Run, Fatboy, Run (2426)

Der letzte Urlaubstag ist da. Ich habe nicht sonderlich gut und recht unruhig geschlafen. Um 7 Uhr wollte ich mich nicht mehr rumwälzen und bin aufgestanden. Nach einem Kaffee habe ich mich sogleich zu einem Lauf aufgemacht. Holla, war das frisch! Kenne ich gar nicht mehr. 🏃

Laufwoche und letzte Urlaubswoche mit 71 km abgeschlossen

Laufwoche und letzte Urlaubswoche mit 71 km abgeschlossen

Distanz: 10.10 km
Zeit: 00:58:36
Anstieg: 106 m
Ø Pace: 5:48 min/km
Ø Geschwindigkeit: 10.3 km/h
Ø Herzfrequenz: 149 bpm
Ø Schrittfrequenz: 153 spm
Temperatur: 13.9 °C
Kalorien: 823 kcal

2026: 1963 km
September: 62 km
KW 36: 71 km

Ich hatte Lust auf eine Trail-Stecke und diese war teils noch richtig feucht, der Morgentau hing in den Wiesen und überhaupt fühlt sich das schon alles sehr herbstlich an. Da denke ich doch wehmütig an unseren Sommerurlaub zurück. Seufz. Bevor der gemütliche Teil des letzten Urlaubstages starten kann, gilt es noch ein paar Pflichtdinge zu erledigen. Und dann beginnt für mich wieder der Alltag. 😭

Im ersten Ohr: Nerdtalk 683 – Winke Winke Schöne Pinke
Im zweiten Ohr: blink-182

A Star Is Born (2018)

Während unseres Urlaubs haben wir regelmäßig das Musikspiel Hitster gespielt und der Song „Shallow“ kam zur großen Begeisterung des Zappelinchens an die Reihe. Sie liebt dieses Lied und da wir „A Star Is Born“ noch nicht gesehen hatten, habe ich noch im Urlaub kurzerhand die Blu-ray bestellt. Da der Zwergofant heute bei seiner Patin übernachtet, war dies eine gute Gelegenheit, den Film einzulegen… 🎸🎹

A Star is Born (2018) | © Warner Bros (Plaion Pictures)

A Star is Born (2018) | © Warner Bros (Plaion Pictures)

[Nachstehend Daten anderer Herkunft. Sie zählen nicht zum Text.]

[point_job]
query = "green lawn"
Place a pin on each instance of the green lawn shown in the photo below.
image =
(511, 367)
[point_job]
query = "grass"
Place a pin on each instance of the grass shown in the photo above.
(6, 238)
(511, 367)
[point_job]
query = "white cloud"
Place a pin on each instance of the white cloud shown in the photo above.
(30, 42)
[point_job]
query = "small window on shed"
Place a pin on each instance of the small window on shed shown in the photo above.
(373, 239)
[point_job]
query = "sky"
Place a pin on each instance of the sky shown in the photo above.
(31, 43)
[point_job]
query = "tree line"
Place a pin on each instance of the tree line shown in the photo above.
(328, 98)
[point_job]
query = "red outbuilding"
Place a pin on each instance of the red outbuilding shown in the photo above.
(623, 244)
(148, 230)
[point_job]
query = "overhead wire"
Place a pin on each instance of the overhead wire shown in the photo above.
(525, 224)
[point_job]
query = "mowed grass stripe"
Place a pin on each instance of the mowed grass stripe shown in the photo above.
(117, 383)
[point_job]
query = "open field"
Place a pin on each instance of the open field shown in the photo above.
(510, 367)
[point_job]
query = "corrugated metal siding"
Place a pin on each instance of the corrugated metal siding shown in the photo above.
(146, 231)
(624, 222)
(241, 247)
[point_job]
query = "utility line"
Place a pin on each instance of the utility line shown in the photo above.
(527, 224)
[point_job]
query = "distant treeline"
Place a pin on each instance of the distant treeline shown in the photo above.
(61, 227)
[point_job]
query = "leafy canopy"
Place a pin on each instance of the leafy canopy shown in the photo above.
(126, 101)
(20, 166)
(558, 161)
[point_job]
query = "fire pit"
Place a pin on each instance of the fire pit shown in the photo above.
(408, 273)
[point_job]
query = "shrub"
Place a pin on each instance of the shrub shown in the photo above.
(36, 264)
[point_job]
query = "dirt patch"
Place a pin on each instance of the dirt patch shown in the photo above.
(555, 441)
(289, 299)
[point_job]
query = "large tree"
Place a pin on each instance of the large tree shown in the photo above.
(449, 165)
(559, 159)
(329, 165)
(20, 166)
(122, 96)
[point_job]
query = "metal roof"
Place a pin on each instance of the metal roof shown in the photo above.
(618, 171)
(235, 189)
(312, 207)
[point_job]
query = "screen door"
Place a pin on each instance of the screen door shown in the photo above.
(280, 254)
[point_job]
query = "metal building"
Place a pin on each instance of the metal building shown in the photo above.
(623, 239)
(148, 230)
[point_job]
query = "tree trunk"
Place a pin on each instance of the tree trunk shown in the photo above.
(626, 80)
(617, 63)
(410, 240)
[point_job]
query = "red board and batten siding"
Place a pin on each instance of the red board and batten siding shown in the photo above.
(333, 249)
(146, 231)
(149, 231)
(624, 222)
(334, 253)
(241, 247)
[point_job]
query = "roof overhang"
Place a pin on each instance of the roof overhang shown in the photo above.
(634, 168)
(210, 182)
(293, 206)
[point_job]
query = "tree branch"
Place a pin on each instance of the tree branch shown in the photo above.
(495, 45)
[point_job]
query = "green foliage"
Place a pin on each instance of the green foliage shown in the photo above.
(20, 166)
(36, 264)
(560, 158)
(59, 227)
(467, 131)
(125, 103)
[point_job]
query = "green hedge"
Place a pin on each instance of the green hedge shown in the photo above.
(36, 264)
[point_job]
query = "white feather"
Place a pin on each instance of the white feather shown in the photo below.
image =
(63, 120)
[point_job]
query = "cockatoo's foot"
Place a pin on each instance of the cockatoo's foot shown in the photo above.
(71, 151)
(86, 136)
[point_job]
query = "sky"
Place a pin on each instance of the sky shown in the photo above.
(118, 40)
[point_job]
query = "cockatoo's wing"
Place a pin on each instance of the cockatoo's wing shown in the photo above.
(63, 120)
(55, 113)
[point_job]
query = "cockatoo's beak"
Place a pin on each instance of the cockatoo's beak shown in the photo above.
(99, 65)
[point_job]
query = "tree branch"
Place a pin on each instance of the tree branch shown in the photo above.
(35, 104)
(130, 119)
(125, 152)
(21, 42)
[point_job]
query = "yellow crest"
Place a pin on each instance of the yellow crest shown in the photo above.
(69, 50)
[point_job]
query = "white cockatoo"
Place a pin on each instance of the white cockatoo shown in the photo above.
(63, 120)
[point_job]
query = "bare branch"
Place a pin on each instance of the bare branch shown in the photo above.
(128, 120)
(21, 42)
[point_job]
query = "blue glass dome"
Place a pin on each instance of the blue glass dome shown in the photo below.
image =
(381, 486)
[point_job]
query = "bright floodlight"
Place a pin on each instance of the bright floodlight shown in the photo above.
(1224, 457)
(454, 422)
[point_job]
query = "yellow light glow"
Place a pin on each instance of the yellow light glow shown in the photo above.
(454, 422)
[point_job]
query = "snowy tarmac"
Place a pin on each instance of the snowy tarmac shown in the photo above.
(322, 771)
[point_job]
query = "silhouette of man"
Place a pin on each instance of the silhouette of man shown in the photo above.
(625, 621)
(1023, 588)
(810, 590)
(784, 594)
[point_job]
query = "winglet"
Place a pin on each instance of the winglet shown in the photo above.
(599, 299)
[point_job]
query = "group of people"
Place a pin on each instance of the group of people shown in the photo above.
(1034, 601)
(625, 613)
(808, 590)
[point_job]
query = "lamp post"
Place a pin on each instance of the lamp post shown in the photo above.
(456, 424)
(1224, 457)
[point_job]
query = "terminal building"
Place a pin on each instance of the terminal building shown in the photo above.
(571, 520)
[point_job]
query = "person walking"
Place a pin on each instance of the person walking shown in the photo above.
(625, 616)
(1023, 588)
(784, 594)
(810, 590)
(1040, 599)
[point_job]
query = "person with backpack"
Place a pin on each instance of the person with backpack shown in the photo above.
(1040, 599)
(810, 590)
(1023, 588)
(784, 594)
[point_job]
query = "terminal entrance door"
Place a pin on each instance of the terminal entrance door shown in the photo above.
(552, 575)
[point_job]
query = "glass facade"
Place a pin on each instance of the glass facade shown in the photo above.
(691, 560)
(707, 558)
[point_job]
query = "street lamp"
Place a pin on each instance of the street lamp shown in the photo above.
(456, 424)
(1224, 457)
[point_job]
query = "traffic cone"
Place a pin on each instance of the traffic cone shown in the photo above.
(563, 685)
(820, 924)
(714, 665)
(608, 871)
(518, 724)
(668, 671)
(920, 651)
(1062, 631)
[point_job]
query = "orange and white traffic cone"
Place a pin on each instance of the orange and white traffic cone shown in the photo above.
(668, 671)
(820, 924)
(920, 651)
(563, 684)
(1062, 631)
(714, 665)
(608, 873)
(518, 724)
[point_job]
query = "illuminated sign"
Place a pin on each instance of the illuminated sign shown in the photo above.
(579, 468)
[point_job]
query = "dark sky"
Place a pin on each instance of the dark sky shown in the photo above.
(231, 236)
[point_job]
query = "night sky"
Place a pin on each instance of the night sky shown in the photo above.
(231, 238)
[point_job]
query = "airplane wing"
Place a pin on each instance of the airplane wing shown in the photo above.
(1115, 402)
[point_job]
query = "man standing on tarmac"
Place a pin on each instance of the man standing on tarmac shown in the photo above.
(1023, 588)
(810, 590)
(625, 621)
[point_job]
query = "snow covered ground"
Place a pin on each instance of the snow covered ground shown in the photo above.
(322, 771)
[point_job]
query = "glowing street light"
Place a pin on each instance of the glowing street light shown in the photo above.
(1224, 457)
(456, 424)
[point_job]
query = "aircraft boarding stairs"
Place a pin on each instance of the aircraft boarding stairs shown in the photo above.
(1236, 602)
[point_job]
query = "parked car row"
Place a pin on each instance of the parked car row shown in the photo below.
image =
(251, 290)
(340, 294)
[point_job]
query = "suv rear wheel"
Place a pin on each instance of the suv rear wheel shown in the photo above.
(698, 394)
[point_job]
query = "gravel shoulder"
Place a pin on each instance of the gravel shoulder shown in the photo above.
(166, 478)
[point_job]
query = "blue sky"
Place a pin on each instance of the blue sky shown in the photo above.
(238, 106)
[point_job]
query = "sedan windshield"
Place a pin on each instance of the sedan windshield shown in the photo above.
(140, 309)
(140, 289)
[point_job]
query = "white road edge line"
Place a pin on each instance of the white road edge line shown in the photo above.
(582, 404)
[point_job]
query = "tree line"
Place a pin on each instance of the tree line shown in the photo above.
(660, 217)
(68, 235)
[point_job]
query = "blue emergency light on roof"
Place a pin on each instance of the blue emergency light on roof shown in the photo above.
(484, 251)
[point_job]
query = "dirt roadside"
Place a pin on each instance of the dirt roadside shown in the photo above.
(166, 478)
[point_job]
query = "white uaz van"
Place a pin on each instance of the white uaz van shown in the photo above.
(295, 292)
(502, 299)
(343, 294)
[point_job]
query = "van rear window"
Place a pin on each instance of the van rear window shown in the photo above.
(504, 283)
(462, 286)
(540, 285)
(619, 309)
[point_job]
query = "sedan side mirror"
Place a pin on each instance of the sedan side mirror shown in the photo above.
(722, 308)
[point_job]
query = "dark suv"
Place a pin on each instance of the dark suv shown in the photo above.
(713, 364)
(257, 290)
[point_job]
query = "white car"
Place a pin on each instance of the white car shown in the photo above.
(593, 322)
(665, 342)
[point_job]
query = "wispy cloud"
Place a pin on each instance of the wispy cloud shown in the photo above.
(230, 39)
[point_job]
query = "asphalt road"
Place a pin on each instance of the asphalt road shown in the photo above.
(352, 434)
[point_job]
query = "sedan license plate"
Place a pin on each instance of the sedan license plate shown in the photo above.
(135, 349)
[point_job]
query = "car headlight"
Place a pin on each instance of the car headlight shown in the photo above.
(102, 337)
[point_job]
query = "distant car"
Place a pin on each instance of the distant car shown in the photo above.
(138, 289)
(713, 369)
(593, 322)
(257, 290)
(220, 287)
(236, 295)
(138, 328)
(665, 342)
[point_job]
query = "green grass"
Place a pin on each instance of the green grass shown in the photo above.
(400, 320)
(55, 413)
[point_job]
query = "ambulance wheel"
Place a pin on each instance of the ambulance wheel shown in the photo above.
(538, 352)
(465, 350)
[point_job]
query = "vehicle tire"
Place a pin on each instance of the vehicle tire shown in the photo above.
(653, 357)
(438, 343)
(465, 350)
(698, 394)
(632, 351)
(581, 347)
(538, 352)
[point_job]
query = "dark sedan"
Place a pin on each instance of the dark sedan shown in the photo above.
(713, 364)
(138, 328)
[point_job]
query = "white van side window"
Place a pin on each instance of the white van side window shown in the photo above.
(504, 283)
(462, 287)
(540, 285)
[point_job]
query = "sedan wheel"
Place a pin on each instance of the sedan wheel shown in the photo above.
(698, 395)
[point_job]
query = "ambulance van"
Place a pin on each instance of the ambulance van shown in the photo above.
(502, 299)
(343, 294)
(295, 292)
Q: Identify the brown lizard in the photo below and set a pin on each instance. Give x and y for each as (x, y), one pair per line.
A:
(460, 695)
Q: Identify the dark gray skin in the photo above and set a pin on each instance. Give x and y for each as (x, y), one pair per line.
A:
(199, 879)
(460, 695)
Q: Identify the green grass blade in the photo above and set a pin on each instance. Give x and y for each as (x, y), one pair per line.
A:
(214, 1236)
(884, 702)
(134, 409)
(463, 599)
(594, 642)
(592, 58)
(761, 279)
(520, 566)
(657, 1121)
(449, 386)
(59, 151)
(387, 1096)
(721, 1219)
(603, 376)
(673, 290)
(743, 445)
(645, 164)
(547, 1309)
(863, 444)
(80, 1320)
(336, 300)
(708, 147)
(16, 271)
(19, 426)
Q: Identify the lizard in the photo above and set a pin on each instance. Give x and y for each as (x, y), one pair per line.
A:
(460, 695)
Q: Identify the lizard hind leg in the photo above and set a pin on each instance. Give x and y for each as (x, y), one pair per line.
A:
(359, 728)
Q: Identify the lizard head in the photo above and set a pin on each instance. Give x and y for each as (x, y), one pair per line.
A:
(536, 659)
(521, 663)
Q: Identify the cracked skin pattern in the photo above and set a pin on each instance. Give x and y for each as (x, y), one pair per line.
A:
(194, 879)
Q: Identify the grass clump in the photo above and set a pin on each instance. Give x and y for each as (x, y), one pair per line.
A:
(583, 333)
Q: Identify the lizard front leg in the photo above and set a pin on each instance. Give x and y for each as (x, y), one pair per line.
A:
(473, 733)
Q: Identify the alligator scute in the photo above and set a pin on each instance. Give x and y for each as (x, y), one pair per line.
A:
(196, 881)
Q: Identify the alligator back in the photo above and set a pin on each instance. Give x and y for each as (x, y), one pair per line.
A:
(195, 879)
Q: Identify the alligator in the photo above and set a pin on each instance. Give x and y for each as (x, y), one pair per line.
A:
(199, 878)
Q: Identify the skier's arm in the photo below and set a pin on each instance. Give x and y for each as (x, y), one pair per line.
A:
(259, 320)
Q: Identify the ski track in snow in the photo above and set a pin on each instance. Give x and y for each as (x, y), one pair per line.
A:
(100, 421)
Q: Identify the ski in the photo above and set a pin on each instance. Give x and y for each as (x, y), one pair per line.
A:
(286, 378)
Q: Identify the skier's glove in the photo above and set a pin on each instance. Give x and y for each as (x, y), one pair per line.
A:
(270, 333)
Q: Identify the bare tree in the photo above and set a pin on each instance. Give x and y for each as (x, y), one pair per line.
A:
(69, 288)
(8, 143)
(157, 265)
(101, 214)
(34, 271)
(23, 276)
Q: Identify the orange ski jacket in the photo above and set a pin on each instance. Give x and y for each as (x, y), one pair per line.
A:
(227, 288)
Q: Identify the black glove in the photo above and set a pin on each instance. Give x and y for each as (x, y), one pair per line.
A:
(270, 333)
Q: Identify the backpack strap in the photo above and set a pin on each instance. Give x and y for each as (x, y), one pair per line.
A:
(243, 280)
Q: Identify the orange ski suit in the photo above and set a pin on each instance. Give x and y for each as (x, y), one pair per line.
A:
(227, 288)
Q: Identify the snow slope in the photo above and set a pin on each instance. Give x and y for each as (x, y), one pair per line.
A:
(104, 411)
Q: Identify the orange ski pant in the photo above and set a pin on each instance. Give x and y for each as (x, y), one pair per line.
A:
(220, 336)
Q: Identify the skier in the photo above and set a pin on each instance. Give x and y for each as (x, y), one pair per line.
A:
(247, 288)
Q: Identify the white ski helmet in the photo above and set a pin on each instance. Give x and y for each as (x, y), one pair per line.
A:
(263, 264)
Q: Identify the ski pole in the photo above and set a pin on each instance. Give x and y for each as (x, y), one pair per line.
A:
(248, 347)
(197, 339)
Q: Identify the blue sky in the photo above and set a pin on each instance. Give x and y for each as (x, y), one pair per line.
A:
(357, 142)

Ein packende Drama mit fantastischer Musik

Ich muss sagen, dass ich die vorhergehenden drei(!) Verfilmungen des gleichen Stoffs  sowie das Original noch nicht gesehen habe. Auch Bradley Coopers Adaption hat es nur aufgrund von „Shallow“ in unser Programm geschafft. Dennoch war ich sehr gespannt darauf und hätte zu Beginn nicht erwartet, wie sehr mich „A Star Is Born“ packen sollte. Zunächst einmal hat Bradley Cooper den Film nicht nur inszeniert und produziert, nein er spielt auch noch die männliche Hauptrolle. Sehr beeindruckend. Ihm zur Seite steht Lady Gaga, die ich bisher nur von ihren Pop-Songs kenne und die hier wirklich eine herausragende Schauspielleistung bietet. Ansonsten hat es mich sehr gefreut, Sam Elliot und Andrew Dice Clay in weiteren Rollen zu sehen. Neben all den fantastischen Schauspieler:innen spielt die Musik die Hauptrolle. Gerade „Shallow“ ist schon wirklich ein großartiger Song, der auch bei mir Gänsehaut auslöst.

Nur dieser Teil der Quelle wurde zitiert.